3. Watt will collect a sack and bat down a pass, but the Ravens will throw away from him and run plenty of counters to try to minimize his impact. The Texans defensive end might go down as the most disruptive defensive force the NFL has seen since Lawrence Taylor, but the Ravens can only focus on minimizing his impact as much as possible on Sunday. Defensive coordinator Romeo Crennel will move Watt all over the defensive line, so the key is identifying where he lines up and running the play away from him. Flacco will throw to the opposite side of where Watt lines up to try to minimize his ability to use his 6-foot-5 frame to disrupt passing lanes, but running the counter is effective in slowing his motor as well as the rest of the Houston pass rush. Watt will see double-teams, chip blocks, and max protect as well, but play selection will be just as important.

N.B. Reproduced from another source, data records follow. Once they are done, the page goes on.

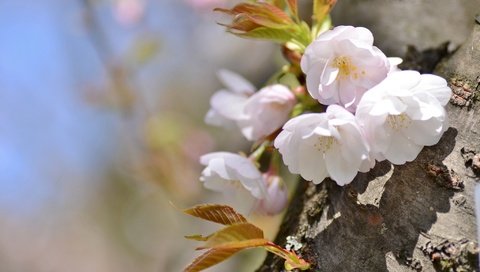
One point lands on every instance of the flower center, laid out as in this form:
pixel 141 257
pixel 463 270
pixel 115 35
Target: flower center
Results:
pixel 324 143
pixel 397 122
pixel 346 67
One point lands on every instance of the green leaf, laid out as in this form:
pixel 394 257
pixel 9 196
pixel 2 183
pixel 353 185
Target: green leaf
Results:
pixel 293 7
pixel 321 8
pixel 221 214
pixel 278 35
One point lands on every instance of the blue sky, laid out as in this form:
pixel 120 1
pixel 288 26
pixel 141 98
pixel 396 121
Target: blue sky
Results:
pixel 47 132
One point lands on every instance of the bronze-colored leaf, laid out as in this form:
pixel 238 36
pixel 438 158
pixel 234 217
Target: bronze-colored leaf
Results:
pixel 233 234
pixel 241 244
pixel 210 258
pixel 221 214
pixel 197 237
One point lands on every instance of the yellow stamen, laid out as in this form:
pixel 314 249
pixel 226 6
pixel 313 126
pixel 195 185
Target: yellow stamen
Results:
pixel 397 122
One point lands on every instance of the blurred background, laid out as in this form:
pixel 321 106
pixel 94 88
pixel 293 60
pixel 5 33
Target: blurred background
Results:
pixel 101 126
pixel 101 123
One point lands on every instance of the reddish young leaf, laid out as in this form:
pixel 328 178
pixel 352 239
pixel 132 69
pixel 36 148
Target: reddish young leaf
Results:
pixel 221 214
pixel 197 237
pixel 233 234
pixel 210 258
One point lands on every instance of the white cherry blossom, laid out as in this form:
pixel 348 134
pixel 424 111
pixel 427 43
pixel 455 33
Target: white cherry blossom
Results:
pixel 257 114
pixel 241 181
pixel 266 111
pixel 277 196
pixel 404 113
pixel 227 172
pixel 227 104
pixel 320 145
pixel 342 64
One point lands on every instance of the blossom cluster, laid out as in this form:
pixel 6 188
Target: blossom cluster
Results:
pixel 374 112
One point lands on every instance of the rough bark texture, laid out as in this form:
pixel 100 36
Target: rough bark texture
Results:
pixel 418 216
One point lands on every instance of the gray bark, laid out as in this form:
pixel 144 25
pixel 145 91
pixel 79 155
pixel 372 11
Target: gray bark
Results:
pixel 418 216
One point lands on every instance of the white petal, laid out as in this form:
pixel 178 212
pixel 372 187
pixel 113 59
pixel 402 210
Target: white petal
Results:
pixel 227 104
pixel 235 82
pixel 392 106
pixel 215 119
pixel 436 86
pixel 401 149
pixel 311 163
pixel 425 132
pixel 338 168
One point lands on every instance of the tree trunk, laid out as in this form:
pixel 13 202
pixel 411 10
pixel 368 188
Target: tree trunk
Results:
pixel 418 216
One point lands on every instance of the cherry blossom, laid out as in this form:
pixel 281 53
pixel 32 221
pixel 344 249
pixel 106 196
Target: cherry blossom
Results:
pixel 257 114
pixel 227 104
pixel 277 196
pixel 342 64
pixel 404 113
pixel 239 178
pixel 266 111
pixel 226 172
pixel 320 145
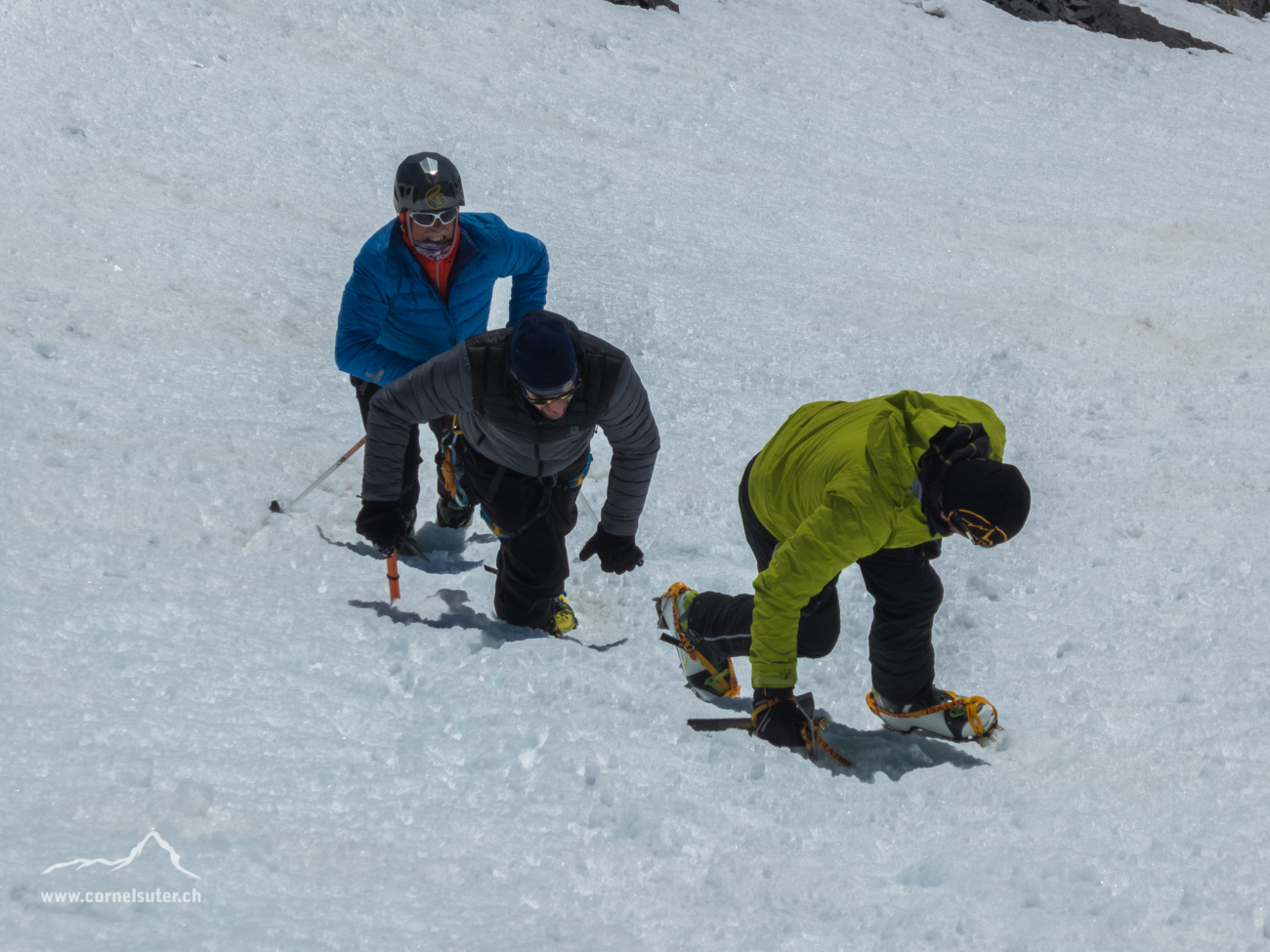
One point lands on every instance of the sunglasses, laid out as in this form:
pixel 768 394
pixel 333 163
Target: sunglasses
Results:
pixel 976 528
pixel 426 220
pixel 564 396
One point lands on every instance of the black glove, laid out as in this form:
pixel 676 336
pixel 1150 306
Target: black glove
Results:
pixel 617 554
pixel 382 523
pixel 778 719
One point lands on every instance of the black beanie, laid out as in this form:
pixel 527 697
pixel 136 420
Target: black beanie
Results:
pixel 991 499
pixel 542 356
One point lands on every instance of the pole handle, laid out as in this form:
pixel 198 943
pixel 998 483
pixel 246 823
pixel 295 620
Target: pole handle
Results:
pixel 275 508
pixel 394 579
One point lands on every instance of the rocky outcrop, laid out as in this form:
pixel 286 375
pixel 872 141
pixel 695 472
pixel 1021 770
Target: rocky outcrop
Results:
pixel 1110 17
pixel 648 4
pixel 1252 8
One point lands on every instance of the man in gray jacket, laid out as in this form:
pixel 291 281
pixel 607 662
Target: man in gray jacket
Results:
pixel 526 401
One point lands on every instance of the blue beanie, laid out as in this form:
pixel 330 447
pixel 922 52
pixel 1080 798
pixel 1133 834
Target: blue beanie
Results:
pixel 542 358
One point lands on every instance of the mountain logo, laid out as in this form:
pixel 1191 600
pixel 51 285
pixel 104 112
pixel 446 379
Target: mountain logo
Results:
pixel 436 198
pixel 119 863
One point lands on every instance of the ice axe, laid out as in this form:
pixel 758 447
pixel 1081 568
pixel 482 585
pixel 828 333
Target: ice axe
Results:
pixel 275 507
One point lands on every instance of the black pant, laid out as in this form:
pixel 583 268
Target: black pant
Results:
pixel 409 499
pixel 532 517
pixel 907 592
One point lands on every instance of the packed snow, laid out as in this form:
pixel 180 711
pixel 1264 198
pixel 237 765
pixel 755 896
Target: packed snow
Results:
pixel 765 203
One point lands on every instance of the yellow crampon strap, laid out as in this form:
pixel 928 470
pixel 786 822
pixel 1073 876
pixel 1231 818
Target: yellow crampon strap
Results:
pixel 821 724
pixel 972 706
pixel 723 682
pixel 447 464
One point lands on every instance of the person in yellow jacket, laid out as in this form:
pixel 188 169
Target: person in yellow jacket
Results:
pixel 879 483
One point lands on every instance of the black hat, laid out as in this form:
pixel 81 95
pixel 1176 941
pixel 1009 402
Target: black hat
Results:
pixel 986 499
pixel 427 182
pixel 542 356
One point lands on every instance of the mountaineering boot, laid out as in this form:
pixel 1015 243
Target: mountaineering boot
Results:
pixel 941 712
pixel 451 516
pixel 562 617
pixel 707 671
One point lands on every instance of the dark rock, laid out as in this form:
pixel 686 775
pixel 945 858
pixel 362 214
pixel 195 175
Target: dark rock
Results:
pixel 647 4
pixel 1252 8
pixel 1109 17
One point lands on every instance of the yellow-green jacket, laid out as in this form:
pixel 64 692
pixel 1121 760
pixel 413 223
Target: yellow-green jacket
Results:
pixel 833 485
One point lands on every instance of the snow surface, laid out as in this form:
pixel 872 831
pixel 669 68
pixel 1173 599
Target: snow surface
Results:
pixel 765 203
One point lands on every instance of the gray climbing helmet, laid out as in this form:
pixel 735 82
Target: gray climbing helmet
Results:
pixel 427 182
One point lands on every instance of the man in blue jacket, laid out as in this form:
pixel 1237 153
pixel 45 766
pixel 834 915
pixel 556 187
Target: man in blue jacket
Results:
pixel 422 284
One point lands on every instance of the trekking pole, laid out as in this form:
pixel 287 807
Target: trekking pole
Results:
pixel 394 580
pixel 275 508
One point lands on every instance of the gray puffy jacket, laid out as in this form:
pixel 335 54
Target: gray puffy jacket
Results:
pixel 474 381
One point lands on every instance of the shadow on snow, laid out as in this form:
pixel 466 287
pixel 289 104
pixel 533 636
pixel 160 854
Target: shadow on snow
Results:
pixel 876 750
pixel 448 565
pixel 460 614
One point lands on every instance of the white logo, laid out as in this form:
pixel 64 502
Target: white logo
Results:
pixel 119 863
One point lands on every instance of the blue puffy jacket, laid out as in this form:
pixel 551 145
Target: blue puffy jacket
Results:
pixel 393 318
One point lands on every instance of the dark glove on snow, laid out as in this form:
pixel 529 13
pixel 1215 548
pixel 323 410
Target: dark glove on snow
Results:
pixel 778 719
pixel 617 554
pixel 382 524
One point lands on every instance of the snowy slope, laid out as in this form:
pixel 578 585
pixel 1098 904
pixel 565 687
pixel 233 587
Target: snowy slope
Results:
pixel 765 203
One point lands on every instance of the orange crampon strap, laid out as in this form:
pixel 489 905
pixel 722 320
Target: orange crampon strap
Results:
pixel 972 706
pixel 447 462
pixel 820 724
pixel 763 706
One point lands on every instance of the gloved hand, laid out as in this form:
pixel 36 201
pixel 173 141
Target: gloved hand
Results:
pixel 382 523
pixel 778 719
pixel 617 554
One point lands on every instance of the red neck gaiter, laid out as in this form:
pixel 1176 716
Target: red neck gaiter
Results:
pixel 437 270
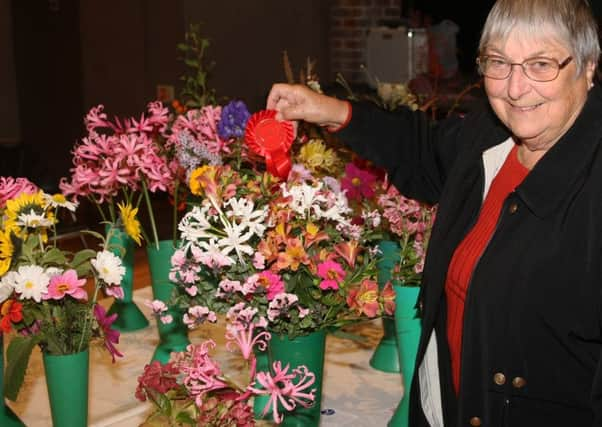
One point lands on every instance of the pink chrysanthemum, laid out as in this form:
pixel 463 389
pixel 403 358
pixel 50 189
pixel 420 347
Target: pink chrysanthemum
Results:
pixel 66 284
pixel 332 273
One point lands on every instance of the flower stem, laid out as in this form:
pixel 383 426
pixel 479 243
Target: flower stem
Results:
pixel 175 212
pixel 150 213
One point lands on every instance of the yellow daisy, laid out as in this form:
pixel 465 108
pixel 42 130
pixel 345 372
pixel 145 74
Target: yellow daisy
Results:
pixel 315 156
pixel 59 200
pixel 6 251
pixel 130 222
pixel 24 204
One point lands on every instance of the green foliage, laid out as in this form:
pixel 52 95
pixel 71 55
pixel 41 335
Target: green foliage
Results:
pixel 195 92
pixel 18 354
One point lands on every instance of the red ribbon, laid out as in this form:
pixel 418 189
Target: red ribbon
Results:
pixel 271 139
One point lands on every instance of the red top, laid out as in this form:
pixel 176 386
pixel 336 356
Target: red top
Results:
pixel 469 251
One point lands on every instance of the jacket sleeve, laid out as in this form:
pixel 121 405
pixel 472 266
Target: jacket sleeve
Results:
pixel 416 152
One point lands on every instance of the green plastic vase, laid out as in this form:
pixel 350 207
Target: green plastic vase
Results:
pixel 305 350
pixel 129 316
pixel 7 416
pixel 407 325
pixel 173 337
pixel 67 383
pixel 259 402
pixel 386 355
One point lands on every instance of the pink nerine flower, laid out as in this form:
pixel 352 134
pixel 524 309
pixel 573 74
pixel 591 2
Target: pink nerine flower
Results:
pixel 272 283
pixel 201 373
pixel 11 188
pixel 245 332
pixel 197 315
pixel 286 389
pixel 332 273
pixel 66 284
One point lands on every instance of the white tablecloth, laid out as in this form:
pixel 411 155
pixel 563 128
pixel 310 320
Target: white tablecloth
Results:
pixel 358 394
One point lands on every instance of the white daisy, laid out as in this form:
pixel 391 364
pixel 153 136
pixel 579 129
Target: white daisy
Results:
pixel 247 216
pixel 109 267
pixel 31 282
pixel 7 285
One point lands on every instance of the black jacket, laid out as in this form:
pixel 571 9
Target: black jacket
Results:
pixel 533 309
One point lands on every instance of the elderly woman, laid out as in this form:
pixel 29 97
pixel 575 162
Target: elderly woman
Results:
pixel 512 287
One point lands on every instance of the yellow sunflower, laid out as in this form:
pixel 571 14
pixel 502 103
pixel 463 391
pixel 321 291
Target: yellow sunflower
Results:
pixel 315 156
pixel 130 222
pixel 6 251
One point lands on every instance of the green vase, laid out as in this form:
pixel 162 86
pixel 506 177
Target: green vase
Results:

4. Daryl Smith will pick up his second interception of the year to continue his strong finish to the season. A slow start and the emergence of rookie C.J. Mosley have led many to overlook how well the veteran linebacker has played in the second half of the season. An effective blitzer and still the Ravens’ best linebacker in pass coverage, Smith could be a key factor in trying to confuse Keenum, who proved to be an aggressive passer who couldn’t handle a pass rush in eight games for the Texans last season. It’s obvious the Baltimore defense will try to pressure the young quarterback, but Smith could prove key by showing blitz up the middle before dropping into pass coverage. The secondary will have its hands full with wide receivers Andre Johnson and DeAndre Hopkins — if the latter plays — but Smith will come away with a pick with Keenum facing a heavy rush.
5. Baltimore’s advantage at the quarterback position will be the ultimate difference in a tight 23-16 win for the Ravens. Last week’s struggles against the Jaguars should remind everyone that nothing is guaranteed in the NFL, and the Texans remained competitive in Indianapolis last week despite veteran quarterback Ryan Fitzpatrick going down with a broken leg. Bill O’Brien’s team has talent on both sides of the ball, but it’s very difficult imagining John Harbaugh and the Ravens losing to a fourth-string quarterback under these critical circumstances. Flacco will need to stand tall against a formidable pass rush, but he’s played very well since the bye week, a trend that will continue against a mediocre secondary. It will be a tight game in Houston, but the Ravens will get some revenge for Kubiak and find a way to move to 10-5 on the season.